Rep. Mike Pompeo (R-Kan.) said Boeing will “break years and years of promises.”
“Boeing, like every company, has the right to change its business plans and operate in the best interests of its stakeholders,” Pompeo said. “What neither Boeing, nor any other company, has the right to do is make false statements, violate long-held commitments to communities or to receive federal contracts based on representations that it knows are not accurate.
Pompeo slammed the company for planning to leave “a state that helped make Boeing successful for more than 80 years and a state whose pride in its heritage with Boeing is second to none.”

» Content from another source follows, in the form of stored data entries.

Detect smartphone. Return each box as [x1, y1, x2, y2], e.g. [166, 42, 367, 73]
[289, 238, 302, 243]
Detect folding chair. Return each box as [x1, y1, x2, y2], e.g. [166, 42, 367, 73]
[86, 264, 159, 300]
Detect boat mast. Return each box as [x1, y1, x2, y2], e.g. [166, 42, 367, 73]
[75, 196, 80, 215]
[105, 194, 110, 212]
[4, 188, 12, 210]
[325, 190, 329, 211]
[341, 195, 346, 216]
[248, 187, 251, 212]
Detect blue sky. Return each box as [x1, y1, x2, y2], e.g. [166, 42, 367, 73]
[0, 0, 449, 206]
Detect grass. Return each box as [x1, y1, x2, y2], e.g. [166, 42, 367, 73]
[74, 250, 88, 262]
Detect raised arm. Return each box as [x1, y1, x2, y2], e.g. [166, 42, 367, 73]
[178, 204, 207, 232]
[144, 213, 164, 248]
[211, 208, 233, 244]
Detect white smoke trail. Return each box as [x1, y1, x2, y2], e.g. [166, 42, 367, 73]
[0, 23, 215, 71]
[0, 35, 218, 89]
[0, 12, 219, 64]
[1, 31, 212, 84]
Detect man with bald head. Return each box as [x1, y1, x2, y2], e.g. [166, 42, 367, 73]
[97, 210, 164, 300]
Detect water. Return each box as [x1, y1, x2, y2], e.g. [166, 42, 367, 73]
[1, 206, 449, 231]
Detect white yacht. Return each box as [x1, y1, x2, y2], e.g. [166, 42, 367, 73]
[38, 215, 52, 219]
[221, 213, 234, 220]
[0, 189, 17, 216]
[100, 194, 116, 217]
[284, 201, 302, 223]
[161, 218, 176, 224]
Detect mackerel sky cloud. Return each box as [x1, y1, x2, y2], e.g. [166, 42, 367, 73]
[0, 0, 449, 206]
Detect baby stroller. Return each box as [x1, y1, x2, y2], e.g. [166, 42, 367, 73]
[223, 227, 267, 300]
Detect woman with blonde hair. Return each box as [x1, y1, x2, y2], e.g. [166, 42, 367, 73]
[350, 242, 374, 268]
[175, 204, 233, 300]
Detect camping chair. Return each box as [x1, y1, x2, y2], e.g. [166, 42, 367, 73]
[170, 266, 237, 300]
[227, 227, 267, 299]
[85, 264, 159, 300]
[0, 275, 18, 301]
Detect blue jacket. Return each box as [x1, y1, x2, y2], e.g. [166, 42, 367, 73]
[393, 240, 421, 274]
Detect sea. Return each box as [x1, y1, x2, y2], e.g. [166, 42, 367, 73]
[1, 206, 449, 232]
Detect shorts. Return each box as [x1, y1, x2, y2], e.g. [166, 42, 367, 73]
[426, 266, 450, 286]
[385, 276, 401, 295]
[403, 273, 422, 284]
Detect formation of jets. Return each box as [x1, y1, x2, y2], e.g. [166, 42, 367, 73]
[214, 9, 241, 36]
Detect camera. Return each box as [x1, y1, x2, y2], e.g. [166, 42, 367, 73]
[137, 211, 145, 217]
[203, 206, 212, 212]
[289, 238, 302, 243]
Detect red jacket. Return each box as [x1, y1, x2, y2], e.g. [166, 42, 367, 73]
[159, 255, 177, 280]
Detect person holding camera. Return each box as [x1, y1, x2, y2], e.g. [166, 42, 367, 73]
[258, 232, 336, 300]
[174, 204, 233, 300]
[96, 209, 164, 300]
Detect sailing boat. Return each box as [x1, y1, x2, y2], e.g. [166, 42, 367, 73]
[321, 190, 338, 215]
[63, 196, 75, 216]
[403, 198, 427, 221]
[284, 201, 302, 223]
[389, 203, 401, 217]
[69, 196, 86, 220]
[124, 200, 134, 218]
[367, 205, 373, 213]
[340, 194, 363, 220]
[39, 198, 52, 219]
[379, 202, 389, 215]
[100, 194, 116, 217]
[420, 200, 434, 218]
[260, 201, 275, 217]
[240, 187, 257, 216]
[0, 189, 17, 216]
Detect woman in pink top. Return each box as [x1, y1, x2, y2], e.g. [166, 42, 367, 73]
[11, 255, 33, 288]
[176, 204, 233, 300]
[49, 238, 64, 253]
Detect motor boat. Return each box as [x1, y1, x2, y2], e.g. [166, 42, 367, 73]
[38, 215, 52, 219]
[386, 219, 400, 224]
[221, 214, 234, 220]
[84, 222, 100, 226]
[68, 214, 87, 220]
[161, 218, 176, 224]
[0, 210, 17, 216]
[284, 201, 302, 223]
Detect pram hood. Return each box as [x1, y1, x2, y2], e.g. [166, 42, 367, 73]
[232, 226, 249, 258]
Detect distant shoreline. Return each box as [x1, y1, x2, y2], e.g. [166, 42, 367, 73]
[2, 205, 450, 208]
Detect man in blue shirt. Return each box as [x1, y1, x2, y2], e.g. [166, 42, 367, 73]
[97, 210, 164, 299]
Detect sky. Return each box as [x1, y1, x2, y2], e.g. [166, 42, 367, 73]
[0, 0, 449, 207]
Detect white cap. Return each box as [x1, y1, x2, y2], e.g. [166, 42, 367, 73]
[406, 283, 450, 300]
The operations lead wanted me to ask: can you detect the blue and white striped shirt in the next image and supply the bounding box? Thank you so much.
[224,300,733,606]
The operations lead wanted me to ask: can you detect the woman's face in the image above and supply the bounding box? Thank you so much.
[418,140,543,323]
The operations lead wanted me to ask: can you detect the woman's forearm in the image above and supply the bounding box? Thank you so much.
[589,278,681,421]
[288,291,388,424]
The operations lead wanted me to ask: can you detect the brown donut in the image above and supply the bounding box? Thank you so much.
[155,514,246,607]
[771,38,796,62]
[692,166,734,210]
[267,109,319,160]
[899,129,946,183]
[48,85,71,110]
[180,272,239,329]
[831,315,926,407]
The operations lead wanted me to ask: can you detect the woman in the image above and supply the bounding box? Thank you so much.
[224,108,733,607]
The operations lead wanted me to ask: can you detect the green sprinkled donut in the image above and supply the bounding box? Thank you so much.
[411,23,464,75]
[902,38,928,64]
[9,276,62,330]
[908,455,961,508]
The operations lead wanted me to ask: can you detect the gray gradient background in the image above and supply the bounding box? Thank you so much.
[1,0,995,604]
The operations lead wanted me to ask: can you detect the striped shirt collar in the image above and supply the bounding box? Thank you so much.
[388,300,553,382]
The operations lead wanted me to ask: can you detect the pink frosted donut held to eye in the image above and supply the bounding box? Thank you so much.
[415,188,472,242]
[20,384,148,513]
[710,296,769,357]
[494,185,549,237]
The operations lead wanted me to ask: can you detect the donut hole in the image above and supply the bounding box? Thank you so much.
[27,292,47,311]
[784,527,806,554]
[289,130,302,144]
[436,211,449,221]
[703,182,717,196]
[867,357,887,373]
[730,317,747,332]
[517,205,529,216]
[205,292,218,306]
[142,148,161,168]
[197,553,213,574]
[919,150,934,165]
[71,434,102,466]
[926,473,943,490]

While company executives said they plan to continue buying aircraft components from Kansas-based firms, Pompeo said “that work in no way substitutes for the decade of promises made by the Boeing Co. with regard to defense work on the KC-46 tanker at the Boeing Wichita facility.”
During a midday press briefing from Wichita, Mark Bass, Boeing's vice president and general manager for maintenance, said company officials “do not take this decision lightly.”
The bottom line, he said, is that the Wichita facility is primarily used for aircraft maintenance and modification work on existing aircraft, while the Air Force project would require assembling new planes.
If the tanker production line was set up in Wichita, the other parts of the plant over time “would erode” because there are “few opportunities” coming to secure that kind of work, Bass said. He noted that labor costs in Kansas are pricier than at Boeing’s other facilities.
Bass and other company officials said they had no idea they would close the Kansas facility when the Air Force awarded that $35 billion tender, an assertion challenged sharply by the state’s congressional delegation.
“During the competition for the [tanker] contract, Boeing pledged that a win would bring approximately 7,500 jobs to Kansas, including hundreds of Boeing jobs associated with the finishing work on the new tankers,” Moran said. “It is hard to believe that conditions would have changed so rapidly over the past few months to bring about the decision to not only move the tanker finishing work elsewhere, but to also close down the entire facility.”
Boeing spokesman Doug Holmes said the company had hoped to secure additional aircraft modernization and maintenance work that it ultimately did not get in 2011. Those losses undercut the business case for keeping open the Wichita plant, Holmes said.
“Boeing probably doesn't see any new aircraft modification and upgrade opportunities where politics will play a big role,” Aboulafia said. “It's a question of eliminating overhead as defense spending falls versus preserving political clout.”
The bottom line is that in an era of declining annual Pentagon budgets, Aboulafia said, “cost-cutting won.”